No Rulebook: The Mother-in-Law and Daughter-in-Law Dynamic
One reason these relationships can be tricky is that there’s no clear rulebook. How close should couples live to their in-laws? How often should they meet? What responsibilities do they share in each other’s lives? It’s all pretty unclear.
Gretchen Perry, professor at New Zealand’s University of Canterbury and co-author of In-Law Relationships in Evolutionary Perspective: The Good, the Bad, and the Ugly, shared her insights. She pointed out that expectations vary widely. While people might have conflicts with their own families, she says, “they’re more likely to agree and share common interests,” whereas with in-laws, “there’s less overlap in shared concerns.”

Why Tensions Flare Between Women
The historical roots of heterosexual family structures partly explain the tension between mothers-in-law and daughters-in-law. This background lays the foundation for the classic “interfering mother-in-law” stereotype. In some patrilineal societies, parents choose who their child marries, and after marriage, the daughter-in-law moves in with her husband’s family.
As the household’s leading woman, the mother controls the domestic sphere and holds higher social status and decision-making power over the daughter-in-law. “This creates an uncertain environment because the new wife is separated from her birth family and those who might protect her better,” Perry explains. “Depending on the circumstances, it can be a difficult, controlling setting with lots of conflict.” Experts say this partly fuels the ever-present trope of the meddling mother-in-law.
Today, this lifestyle is much less common. Still, statistics support the belief that women are more likely to clash with their mothers-in-law than men are with their fathers-in-law.
One factor deepening tensions between women is child-rearing, which disproportionately impacts women and can intensify existing conflicts.

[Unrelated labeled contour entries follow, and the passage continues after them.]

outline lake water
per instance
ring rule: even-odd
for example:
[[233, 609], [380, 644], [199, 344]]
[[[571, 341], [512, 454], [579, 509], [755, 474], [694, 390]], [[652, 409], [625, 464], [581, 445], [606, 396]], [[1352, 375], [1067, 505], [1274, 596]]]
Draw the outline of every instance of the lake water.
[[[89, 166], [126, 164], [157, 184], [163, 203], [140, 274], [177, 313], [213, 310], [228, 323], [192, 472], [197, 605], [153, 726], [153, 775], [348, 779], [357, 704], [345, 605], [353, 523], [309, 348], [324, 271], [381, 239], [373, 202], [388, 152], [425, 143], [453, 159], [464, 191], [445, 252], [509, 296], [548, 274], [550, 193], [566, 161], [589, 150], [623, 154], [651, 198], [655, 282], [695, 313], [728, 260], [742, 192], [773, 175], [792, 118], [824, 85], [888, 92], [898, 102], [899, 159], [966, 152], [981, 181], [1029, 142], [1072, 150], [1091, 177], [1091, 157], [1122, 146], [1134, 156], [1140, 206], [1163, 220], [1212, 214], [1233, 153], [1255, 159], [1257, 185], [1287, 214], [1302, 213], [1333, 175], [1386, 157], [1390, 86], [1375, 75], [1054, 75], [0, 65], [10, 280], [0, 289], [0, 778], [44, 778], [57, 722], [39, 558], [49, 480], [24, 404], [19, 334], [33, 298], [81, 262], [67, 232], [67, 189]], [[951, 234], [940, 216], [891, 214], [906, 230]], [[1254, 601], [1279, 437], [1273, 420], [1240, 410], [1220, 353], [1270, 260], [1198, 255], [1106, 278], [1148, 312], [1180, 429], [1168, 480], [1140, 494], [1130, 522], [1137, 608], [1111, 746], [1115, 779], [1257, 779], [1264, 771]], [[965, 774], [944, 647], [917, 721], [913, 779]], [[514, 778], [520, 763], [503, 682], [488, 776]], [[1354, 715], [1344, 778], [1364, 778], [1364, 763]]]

A Finnish study found that parents were more likely than childless couples to report conflicts with their own parents—and also more likely to report individual conflicts with their mothers- and fathers-in-law. Many young adults noticed that conflicts with their mothers-in-law increased after their first child was born. They felt that the shared interest in grandchildren gave grandparents a new reason to “influence and interfere in the lives of other family members.”